Update: a new transcription of three other sonnets from Boothby’s Sorrows.

8 thoughts on “The Short Life and Long Afterlife of Penelope Boothby (1785–1791)

  1. I was looking at your post about Penelope Boothby while working on one I was doing about the “Sleeping Children” effigy in Lichfield Cathedral. The Boothby Monument influencing Lichfield work. Both are really stunning pieces or art in their own right, and I am glad to see that Penelope has been interpreted by others. Please consider doing a post about the Sleeping Children Memorial, I know I cannot do it justice.

    • Thank you for your article
      http://gravehunter-drw.blogspot.co.uk/2015/07/the-sleeping-children.html
      that indeed gives more pictures of the Thomas Bank sculpture of Penelope.
      Yes, it inspired “The Sleeping Children” sculpture by Francis Chantrey, as says the Wikipedia article about it. This article and the one on “Lichfield Cathedral” contain further pictures of that effigy.
      I have no other material than the one you presented, so I don’t see how I could write an article giving more than the above three references.

  2. I am glad someone finally did something about Penelope Boothby. An interesting thing that Simon Schama mentioned in his series History of Britain is that ladies and gentlemen began to have more leisure time to enjoy their children. That was a luxury that never really existed before Rousseau turned people onto the joys of a child’s animal spirits. The down side that was never anticipated was that one’s grief would also be heightened whenever there was a loss.

    • This article came about in an unexpected way. Ten days ago, I was looking for images of dead girls, then Pip Starr told me of Brooke Boothby’s sonnets (with the link given here) and said that there must be many images of the monument to Penelope. After searching, I found out that Cherry Ripe by Millais emulated Penelope’s portrait, something that Pip did not know when he wrote the article on that topic, see our recent comments there. A full circle.
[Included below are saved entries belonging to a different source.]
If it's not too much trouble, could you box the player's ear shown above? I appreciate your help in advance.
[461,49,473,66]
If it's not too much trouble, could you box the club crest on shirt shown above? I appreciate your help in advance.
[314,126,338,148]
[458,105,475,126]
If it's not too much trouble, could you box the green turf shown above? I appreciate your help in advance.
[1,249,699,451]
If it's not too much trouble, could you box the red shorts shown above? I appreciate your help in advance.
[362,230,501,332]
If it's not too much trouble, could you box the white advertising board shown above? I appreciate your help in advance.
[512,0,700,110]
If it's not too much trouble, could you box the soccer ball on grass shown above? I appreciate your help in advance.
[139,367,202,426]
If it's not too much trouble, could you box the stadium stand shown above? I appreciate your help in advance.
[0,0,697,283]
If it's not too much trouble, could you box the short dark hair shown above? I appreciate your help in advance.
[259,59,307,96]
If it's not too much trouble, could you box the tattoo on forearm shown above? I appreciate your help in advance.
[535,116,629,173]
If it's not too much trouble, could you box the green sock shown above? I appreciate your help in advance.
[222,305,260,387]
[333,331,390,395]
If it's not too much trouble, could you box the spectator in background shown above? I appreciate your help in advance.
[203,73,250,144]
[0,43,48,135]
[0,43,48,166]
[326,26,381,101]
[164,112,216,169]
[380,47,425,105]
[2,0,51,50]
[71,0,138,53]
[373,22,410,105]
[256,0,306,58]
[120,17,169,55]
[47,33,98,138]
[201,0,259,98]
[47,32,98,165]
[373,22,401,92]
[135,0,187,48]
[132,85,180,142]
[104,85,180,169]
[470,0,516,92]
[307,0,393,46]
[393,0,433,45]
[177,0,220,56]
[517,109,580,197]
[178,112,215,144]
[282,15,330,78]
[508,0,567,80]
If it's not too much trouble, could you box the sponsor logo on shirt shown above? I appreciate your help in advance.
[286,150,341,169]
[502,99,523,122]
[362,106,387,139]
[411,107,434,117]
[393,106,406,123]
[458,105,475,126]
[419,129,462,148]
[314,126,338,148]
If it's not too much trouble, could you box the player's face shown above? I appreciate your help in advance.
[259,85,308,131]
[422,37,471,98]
      • Christian, you did an exemplary job on this article, as I knew you would. You are a very thorough researcher, and that makes all the difference. Kudos! I think it may be your best article yet–it’s certainly a contender.

        • Ami: no, I did not find Rosalia Lombardo, but Victorian post-mortem photographs, and I used some of them.
          Pip: I wrote this article to please you, and I am glad that I succeeded. However I do not share your high opinion of it. To me, it is one of my worst articles, quickly researched and quicly written, just a summary of Rosemary Mitchell’s biographical notice, decorated with showy images gleaned on the web, but without any personal insight.

          • Christian, not every article needs to have personal insights to be good. You put research time into this and it paid off. You revealed things that I was unaware of, not only about Penelope Boothby but also about those pieces by Millais and Carroll, and that makes it a wonderful contribution. Don’t sell it short. It’s a good piece!